Vanished Martian sea or not?

The Mars Rover data from the Opportunity site that showed up masses of sulfate minerals in the large depression that it has roamed for 2 years prompted the notion that they formed as a sizeable body of surface water evaporated. The Rover Opportunity scientists have also speculated on Mars once having had highly acidic ‘weather’, in the form of sulfuric acid rain from SO2 emitted by volcanoes. The sediments at the Opportunity site also show signs of fluid transport in the form of bedding and cross stratification, ascribed to moving water. Most independent-minded scientists confronted by a united front of vast teams of highly focused scientists sometimes feel that there is more than one way of skinning a cat.  Such is the case of Paul Knauth and Donald Burt of Arizona State University and Kenneth Wohletz of the Los Alamos National Laboratory in New Mexico. The visualise the dramatic evidence from Opportunity in an altogether more mundane scenario (Knauth, L.P. et al., 2005.  Impact origin of sediments at the Opportunity landing site on Mars. Nature, v. 438, p. 1123-1128). Their main point of departure is quite simple; acidic water full of hydrogen ions is a powerful means of weathering and the production of clay minerals. Clays are very uncommon on Mars, particularly at the Opportunity site, and have only shown up rarely on hyperspectral remote sensing images.

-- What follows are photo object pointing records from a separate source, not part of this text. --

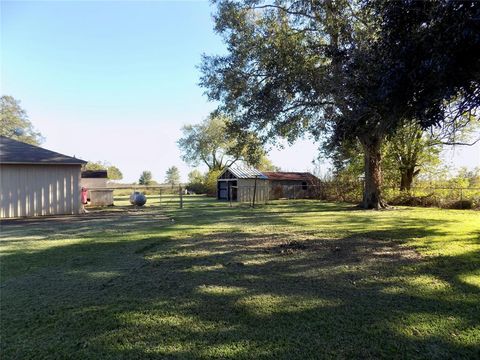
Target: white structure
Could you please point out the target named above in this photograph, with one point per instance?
(36, 181)
(240, 183)
(95, 181)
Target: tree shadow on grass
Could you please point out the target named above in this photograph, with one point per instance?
(234, 294)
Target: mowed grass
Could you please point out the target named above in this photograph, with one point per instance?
(289, 280)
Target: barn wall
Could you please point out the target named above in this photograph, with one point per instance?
(35, 190)
(291, 189)
(246, 189)
(93, 183)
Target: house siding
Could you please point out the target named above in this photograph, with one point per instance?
(36, 190)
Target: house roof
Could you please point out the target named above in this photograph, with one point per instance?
(244, 172)
(17, 152)
(293, 176)
(94, 174)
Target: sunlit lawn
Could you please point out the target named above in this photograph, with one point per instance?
(290, 280)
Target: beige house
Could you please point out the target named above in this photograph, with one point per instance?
(240, 183)
(95, 181)
(35, 181)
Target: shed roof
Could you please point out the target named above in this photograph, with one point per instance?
(17, 152)
(293, 176)
(244, 172)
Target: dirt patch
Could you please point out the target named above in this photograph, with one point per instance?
(292, 247)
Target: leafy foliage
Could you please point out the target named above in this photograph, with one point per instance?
(14, 122)
(351, 70)
(172, 176)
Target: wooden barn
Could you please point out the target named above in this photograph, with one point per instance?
(239, 183)
(36, 181)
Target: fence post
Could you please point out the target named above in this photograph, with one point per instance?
(181, 197)
(254, 191)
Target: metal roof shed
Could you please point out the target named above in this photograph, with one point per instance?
(35, 181)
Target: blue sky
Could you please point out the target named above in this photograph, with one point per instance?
(116, 80)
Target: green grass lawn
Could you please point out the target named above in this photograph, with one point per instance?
(290, 280)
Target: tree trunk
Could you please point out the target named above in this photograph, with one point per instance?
(372, 197)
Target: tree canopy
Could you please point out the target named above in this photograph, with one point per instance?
(113, 172)
(344, 70)
(145, 178)
(15, 124)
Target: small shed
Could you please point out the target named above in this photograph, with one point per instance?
(239, 183)
(35, 181)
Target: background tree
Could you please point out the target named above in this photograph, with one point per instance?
(145, 178)
(332, 67)
(14, 122)
(172, 176)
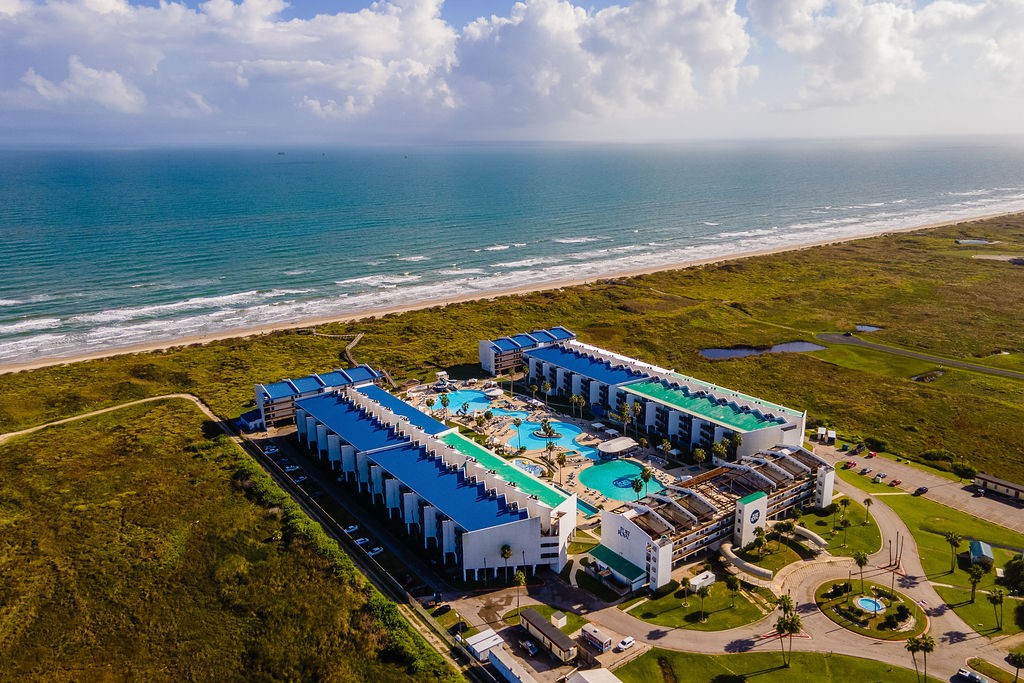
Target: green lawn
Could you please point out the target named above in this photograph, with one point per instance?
(670, 667)
(572, 621)
(142, 542)
(720, 615)
(858, 537)
(979, 614)
(929, 521)
(829, 606)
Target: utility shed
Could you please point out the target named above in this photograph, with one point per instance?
(551, 638)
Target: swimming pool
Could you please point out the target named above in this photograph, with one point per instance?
(477, 401)
(527, 466)
(870, 605)
(567, 441)
(614, 479)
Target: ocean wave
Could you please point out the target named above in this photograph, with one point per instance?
(33, 325)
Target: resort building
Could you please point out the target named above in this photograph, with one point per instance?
(500, 355)
(665, 404)
(642, 544)
(466, 503)
(275, 401)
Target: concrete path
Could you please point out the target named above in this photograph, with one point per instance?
(948, 363)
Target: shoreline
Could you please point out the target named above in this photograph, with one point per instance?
(241, 333)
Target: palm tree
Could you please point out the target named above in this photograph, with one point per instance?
(704, 592)
(913, 646)
(646, 475)
(732, 584)
(860, 559)
(684, 584)
(995, 598)
(519, 580)
(927, 647)
(974, 574)
(1016, 659)
(506, 555)
(954, 540)
(845, 523)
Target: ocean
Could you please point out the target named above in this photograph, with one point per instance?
(101, 250)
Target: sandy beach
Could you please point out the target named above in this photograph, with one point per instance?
(477, 296)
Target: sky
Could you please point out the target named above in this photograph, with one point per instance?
(344, 72)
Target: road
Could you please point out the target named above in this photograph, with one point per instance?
(948, 363)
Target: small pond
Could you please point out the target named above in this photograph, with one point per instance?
(743, 351)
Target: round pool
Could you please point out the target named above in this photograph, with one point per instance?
(614, 479)
(870, 605)
(566, 440)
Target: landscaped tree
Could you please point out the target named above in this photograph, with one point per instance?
(784, 602)
(704, 592)
(732, 584)
(927, 647)
(720, 450)
(1016, 659)
(860, 559)
(995, 598)
(845, 523)
(954, 540)
(786, 627)
(519, 580)
(974, 574)
(506, 555)
(684, 584)
(913, 646)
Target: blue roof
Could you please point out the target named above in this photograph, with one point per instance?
(280, 390)
(398, 407)
(467, 504)
(307, 384)
(505, 344)
(601, 371)
(349, 422)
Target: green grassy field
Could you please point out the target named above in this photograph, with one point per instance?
(657, 666)
(926, 294)
(142, 544)
(718, 611)
(858, 537)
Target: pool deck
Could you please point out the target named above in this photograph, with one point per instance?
(502, 431)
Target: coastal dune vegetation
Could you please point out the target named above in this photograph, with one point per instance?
(925, 292)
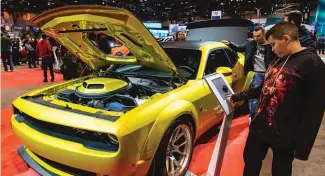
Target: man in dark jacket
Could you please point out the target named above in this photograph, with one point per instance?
(291, 105)
(295, 17)
(44, 50)
(258, 55)
(6, 52)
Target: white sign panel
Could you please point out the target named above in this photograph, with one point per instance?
(216, 15)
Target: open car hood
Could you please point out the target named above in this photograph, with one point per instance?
(69, 25)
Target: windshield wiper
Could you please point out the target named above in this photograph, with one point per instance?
(83, 30)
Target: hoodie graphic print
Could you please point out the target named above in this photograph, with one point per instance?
(279, 80)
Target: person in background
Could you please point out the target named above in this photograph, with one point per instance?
(33, 43)
(258, 55)
(6, 47)
(295, 17)
(31, 53)
(291, 106)
(44, 50)
(180, 36)
(321, 44)
(16, 51)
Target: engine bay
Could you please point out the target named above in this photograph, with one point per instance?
(113, 94)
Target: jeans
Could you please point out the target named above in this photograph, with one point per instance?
(257, 81)
(255, 152)
(47, 62)
(7, 59)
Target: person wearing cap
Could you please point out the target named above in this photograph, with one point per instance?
(44, 50)
(258, 55)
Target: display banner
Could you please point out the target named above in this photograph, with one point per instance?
(216, 15)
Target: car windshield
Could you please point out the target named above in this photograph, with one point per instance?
(187, 62)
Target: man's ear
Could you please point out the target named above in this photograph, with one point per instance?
(287, 38)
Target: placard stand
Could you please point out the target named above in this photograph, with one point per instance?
(221, 89)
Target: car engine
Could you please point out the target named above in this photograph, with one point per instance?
(112, 94)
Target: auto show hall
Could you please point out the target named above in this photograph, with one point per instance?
(23, 80)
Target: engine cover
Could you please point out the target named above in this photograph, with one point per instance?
(101, 87)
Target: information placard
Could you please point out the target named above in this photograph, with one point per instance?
(222, 90)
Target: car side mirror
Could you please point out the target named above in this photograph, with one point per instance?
(226, 71)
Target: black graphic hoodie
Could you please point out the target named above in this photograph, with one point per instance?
(292, 102)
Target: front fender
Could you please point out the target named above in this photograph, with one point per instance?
(167, 116)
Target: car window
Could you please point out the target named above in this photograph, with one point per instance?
(232, 55)
(217, 58)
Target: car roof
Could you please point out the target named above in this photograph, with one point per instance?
(195, 45)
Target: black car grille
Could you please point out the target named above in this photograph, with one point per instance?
(89, 139)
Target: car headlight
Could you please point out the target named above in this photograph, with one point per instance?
(113, 139)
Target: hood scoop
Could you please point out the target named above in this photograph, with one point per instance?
(101, 87)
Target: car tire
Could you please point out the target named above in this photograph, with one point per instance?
(119, 54)
(164, 152)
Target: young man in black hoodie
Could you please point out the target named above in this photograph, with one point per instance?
(291, 106)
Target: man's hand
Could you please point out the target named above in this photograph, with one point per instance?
(233, 104)
(225, 42)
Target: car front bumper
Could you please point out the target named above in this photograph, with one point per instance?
(72, 154)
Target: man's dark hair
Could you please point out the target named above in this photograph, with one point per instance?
(44, 36)
(259, 28)
(281, 29)
(294, 16)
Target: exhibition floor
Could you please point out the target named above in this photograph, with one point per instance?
(23, 80)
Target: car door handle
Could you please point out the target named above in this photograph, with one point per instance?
(218, 110)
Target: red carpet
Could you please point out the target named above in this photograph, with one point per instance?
(233, 156)
(12, 164)
(25, 77)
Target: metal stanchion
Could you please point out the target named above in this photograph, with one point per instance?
(220, 147)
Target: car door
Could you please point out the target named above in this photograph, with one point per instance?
(216, 58)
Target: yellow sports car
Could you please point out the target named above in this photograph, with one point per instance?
(137, 115)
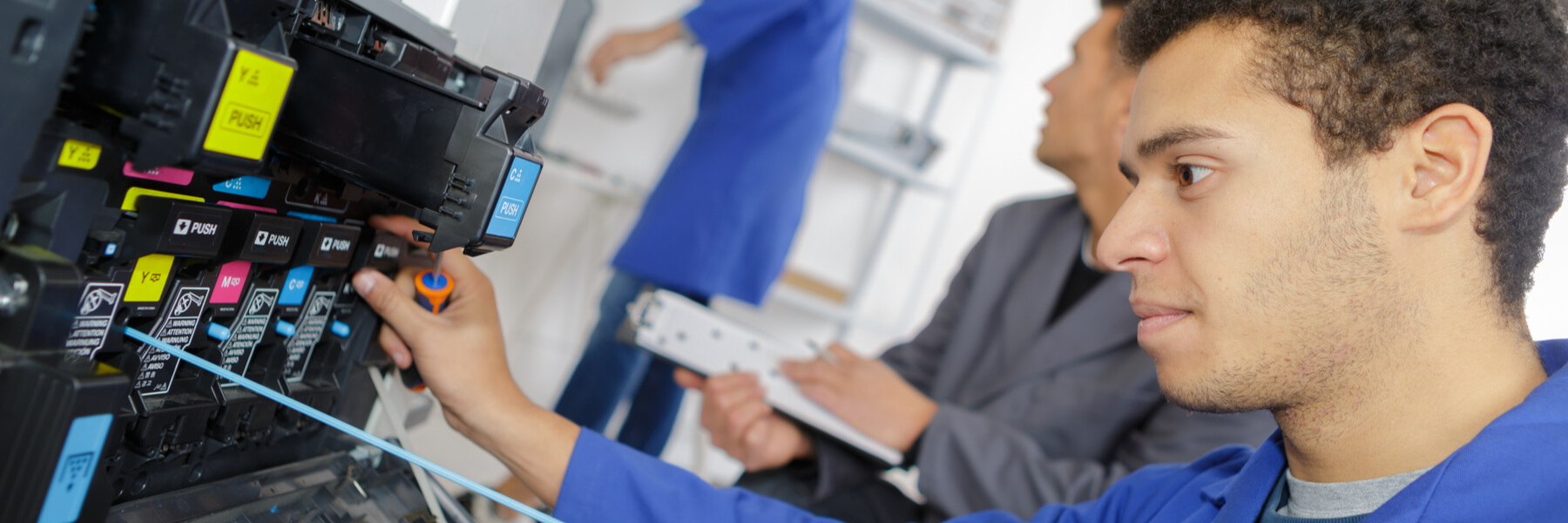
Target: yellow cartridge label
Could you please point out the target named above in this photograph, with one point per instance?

Layered sediments are evidence for fluid deposition, but not only water produces them. As well as wind transport and deposition, they are also formed by gas-rich base surges from explosive volcanism and meteorite impacts – and also during surface nuclear explosions that mimic impacts, hence the Los Alamos connection. Knauth et al. explain the Opportunity deposits as debris originally made of rock, sulphides brines and ice flung from a massive impact. They explain the sulfates as products of interaction between melted ices and sulfides. The extension of the Opportunity team’s hypothesis of evaporating surface water is that it would have been long-lived, perhaps sufficiently so for the emergence of acid-loving organisms, similar to those that infest groundwater in terrestrial massive sulfide deposits. Should the deposit prove to have formed during an extremely rapid event, such as an impact, the idea of it having hosted primitive life forms becomes extremely unlikely. Gleefully, Knauth et al. almost exactly match the Opportunity image mosaic of layered sediments with a photograph of a New Mexico layered, volcanic surge deposit. Surges from large impacts, and Mars was intensely bombarded in its early history, can extend hundreds of kilometres from the crater rim. Many other examples of layered sequences are being revealed by high-resolution orbital images of Mars, and interpreters regularly ascribe them to wind, flowing water or volcanic processes. Ockham’s Razor demands the most likely and simplest explanation for phenomena, and impacts could have formed the lot. The earliest detection of features that only flowing water could have carved – the sinuous canyons on Mars, originally prompted such a simple explanation, that water was released en masse by early massive impacts. Perhaps there is a much wider link between many Martian features and the most common geological agent in the Solar System.